Indeed, there is a certain logic to having Nike – a company whose products are associated with healthy, active lifestyles — peddle fruit. It wouldn't actually be the first consumer goods purveyor to make the leap into foodstuffs. For example, the outdoor clothing and gear company Patagonia sells smoked salmon provisions – a move which Mergui says makes a lot of strategic sense: "They extended their outdoor brand to outdoor foods."
For now, the comestibles Mergui imagines remain in the realm of fantasy: Flour by Prada tickles the fancy in part because an essential food product with a luxury label — and presumably, with a luxury pricetag — seems so outlandish.
And yet, the uncomfortable truth of modern food shopping is that there is a booming market of luxury foods. And while they may not have designer labels, they are certainly steeped with a set of values. Why else would you pay $7 for a half-gallon glass bottle of local, grass-fed milk? Consumers aren't just paying for the taste, but the lifestyle and values it embodies.

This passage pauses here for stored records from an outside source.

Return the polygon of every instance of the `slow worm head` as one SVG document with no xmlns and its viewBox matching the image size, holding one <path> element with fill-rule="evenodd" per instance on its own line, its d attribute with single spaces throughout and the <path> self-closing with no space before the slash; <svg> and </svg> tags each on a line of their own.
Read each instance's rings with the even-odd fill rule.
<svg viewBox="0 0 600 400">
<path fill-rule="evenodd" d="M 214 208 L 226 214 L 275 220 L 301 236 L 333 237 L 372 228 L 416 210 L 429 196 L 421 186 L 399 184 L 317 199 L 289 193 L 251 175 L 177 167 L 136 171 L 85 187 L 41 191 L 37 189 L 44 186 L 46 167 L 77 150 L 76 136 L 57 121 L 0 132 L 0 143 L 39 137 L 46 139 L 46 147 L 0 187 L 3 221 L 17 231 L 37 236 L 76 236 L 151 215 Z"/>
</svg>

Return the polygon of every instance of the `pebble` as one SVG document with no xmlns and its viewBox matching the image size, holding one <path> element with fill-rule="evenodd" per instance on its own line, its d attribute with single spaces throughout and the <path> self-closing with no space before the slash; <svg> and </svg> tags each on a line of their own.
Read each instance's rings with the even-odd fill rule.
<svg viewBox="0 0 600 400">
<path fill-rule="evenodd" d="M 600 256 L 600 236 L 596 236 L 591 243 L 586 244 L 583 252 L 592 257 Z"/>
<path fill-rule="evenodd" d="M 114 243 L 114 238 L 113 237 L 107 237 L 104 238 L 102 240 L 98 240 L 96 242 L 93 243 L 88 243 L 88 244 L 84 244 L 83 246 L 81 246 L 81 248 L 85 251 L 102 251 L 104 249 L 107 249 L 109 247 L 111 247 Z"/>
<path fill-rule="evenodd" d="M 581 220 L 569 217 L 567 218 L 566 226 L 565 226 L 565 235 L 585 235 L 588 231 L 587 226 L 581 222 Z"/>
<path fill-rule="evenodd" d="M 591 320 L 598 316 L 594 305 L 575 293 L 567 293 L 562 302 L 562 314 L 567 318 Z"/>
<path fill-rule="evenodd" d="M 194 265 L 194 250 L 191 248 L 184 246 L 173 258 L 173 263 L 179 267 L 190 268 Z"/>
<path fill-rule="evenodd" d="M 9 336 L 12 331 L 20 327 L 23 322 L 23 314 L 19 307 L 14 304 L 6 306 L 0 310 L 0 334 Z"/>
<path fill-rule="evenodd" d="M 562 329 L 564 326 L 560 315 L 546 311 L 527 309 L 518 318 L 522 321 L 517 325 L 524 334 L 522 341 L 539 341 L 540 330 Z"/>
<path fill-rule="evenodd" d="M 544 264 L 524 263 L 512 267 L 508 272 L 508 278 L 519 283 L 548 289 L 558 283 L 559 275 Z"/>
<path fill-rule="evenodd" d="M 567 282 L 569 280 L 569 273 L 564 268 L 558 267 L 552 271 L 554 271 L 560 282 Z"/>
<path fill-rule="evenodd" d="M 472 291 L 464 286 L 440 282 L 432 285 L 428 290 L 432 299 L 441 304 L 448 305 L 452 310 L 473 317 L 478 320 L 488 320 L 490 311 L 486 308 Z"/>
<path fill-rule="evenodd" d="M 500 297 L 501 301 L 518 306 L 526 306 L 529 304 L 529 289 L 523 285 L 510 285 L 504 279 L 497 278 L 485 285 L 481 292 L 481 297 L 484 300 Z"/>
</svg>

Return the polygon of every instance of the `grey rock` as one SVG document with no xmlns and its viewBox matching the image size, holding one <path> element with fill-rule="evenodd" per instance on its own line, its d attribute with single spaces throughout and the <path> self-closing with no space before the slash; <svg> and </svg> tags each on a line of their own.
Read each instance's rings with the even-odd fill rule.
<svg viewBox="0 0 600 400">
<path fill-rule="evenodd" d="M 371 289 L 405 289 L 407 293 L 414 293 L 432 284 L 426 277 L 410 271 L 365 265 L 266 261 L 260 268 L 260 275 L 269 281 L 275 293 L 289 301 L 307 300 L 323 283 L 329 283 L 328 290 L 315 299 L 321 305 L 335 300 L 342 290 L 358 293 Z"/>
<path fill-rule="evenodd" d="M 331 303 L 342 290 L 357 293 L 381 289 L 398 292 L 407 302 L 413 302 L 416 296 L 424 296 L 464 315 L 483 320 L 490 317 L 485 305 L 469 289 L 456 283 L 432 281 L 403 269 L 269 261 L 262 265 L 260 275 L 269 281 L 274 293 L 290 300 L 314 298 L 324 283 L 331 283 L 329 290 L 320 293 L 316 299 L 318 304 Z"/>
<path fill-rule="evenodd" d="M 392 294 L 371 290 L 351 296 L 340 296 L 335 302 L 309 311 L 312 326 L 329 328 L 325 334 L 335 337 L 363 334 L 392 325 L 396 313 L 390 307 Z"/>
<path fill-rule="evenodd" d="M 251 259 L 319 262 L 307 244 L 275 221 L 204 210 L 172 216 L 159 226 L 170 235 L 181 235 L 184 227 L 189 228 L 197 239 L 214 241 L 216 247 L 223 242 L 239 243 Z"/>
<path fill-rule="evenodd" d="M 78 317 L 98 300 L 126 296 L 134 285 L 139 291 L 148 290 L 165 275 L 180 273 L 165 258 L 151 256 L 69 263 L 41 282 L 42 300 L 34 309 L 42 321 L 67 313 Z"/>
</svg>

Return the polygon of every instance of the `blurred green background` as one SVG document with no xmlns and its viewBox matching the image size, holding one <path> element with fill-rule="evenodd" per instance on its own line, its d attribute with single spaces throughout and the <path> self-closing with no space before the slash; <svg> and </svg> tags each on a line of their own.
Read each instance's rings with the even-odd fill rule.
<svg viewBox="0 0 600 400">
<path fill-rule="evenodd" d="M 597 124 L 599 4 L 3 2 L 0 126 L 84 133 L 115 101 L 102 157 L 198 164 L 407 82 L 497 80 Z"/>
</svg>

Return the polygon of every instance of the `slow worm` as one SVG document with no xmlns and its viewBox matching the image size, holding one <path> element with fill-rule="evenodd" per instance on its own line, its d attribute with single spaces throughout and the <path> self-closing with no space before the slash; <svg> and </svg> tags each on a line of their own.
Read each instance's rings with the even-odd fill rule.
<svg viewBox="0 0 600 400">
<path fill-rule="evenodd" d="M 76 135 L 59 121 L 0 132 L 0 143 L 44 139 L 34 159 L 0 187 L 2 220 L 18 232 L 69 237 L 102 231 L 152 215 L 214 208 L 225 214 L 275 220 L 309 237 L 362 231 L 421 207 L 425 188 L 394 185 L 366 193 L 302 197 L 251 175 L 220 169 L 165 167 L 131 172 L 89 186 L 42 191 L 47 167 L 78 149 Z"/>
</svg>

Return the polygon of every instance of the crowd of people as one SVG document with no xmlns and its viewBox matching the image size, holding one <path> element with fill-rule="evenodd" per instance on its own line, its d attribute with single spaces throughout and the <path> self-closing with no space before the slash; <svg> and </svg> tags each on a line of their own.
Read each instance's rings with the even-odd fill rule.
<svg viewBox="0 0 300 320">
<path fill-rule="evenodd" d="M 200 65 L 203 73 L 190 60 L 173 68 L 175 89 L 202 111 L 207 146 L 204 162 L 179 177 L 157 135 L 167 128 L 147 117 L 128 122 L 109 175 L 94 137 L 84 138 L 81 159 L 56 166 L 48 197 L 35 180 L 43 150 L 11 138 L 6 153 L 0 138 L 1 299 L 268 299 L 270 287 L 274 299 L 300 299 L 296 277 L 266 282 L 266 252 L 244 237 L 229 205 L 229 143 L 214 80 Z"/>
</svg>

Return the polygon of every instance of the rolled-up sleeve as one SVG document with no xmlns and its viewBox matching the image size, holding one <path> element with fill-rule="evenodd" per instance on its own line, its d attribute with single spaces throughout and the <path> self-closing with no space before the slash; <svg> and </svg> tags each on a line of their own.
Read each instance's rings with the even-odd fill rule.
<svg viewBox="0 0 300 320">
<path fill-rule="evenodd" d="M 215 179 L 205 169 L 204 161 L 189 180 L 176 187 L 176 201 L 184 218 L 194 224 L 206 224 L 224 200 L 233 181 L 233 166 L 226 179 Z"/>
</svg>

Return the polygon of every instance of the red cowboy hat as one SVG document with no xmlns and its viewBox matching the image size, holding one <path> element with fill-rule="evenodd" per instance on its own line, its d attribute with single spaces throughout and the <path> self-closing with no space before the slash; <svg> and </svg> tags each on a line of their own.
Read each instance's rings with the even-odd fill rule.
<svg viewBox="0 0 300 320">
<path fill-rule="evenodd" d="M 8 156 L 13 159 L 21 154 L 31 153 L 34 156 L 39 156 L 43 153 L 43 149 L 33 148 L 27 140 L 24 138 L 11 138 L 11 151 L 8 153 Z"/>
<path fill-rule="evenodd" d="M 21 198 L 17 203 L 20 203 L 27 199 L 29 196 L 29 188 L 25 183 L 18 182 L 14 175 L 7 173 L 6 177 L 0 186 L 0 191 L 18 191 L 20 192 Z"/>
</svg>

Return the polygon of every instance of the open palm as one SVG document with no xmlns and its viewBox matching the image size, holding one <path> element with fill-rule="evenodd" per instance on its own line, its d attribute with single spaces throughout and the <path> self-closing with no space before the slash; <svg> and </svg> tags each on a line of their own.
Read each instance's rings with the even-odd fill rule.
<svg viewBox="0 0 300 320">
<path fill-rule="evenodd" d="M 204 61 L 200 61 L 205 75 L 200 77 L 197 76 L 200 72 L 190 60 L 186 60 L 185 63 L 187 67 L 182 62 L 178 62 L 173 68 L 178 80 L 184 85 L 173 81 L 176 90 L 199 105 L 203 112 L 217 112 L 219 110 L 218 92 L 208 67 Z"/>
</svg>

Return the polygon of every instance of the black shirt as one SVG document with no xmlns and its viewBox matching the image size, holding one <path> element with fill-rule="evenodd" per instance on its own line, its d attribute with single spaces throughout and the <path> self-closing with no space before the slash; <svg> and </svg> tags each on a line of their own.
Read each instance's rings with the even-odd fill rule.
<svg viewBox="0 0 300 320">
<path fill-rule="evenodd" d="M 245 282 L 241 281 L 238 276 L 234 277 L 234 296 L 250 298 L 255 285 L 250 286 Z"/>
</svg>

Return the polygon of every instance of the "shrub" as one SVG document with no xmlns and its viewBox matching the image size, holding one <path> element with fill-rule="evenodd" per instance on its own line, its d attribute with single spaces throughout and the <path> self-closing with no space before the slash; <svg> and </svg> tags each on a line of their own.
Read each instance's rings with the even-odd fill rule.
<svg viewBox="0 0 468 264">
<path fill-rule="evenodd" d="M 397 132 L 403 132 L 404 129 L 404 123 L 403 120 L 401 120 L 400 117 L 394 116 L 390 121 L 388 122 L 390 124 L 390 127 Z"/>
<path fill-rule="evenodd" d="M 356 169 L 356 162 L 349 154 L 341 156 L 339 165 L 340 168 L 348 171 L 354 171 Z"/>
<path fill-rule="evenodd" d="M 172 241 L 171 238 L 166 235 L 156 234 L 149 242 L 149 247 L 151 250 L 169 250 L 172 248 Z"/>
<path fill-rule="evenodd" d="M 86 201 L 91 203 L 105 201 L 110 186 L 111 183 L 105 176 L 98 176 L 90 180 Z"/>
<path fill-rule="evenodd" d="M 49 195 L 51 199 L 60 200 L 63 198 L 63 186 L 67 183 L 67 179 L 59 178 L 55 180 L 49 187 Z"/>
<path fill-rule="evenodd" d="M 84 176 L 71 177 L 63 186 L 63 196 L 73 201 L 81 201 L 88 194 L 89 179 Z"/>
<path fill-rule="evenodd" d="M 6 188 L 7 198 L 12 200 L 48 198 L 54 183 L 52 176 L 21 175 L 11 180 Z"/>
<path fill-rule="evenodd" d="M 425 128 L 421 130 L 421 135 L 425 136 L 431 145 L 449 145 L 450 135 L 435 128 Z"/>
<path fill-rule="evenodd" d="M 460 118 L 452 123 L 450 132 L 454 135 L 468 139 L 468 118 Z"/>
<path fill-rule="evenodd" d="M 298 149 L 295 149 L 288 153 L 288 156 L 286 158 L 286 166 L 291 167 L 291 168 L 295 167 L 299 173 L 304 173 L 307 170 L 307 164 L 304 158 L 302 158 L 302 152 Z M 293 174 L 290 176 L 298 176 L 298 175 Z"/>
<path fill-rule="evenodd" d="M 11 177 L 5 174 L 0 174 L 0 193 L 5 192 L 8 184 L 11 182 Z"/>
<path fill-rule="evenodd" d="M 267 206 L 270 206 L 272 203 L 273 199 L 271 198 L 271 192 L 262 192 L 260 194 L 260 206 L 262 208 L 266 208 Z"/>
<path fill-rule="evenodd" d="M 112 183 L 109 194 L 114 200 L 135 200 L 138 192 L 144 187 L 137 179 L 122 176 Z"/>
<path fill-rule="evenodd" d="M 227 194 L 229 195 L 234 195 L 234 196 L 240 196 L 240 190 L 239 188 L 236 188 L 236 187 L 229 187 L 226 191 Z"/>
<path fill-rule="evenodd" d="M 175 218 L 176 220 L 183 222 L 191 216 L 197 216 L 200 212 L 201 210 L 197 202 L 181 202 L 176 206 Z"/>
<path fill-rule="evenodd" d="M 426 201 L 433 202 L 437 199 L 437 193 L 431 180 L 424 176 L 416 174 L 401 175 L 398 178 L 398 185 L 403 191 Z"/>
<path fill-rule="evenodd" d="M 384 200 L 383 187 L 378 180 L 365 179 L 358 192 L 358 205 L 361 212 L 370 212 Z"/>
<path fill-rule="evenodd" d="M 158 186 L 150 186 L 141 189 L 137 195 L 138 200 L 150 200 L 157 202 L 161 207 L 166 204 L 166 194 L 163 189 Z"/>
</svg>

"Wheat is Wheat is Wheat" was a hit when it went on display last April at San Francisco's Museum of Craft and Design, says the venue's executive director, JoAnn Edwards. The reaction from museum visitors "was unbelievable," she says — some left the exhibit asking why more daily goods weren't given a designer gloss. Excellent packaging, she says, is "becoming more and more something consumers respond to."
Mergui says he got a first-hand lesson on that while he was designing a container of "Chanel infant formula."
"A colleague of mine saw it in my office ... and asked where can she get it," he says. "She wanted to buy it for her baby. That made me realize the power [these] luxury values have."
"Wheat is Wheat is Wheat" will next go on display in May at Expo Milano 2015.
Update 2/10/15: As a reader notes in an email to The Salt, other artists have also used the concept of designer foods to explore brand obsession and consumption. One of the best-known examples comes from the influential artist Tom Sachs. Back in 1997, Sachs' Hermes Value Meal gave a McDonald's meal a makeover in the spirit of the luxury fashion house — a jarring and cheeky juxtaposition of the high and low end of consumer culture. Last year, Tyler Shields' "Indulgence" series featured Prada Popcorn and Hermes-labeled milk and cola.
And several years ago, the folks at The Cool Hunter pitched a real-life version of designer fast food. The concept, called McFancy, envisioned a luxe, pop-up version of McDonald's — with menu items like Gucci french fries and Burberry burgers — to be served at Fashion Week in various cities.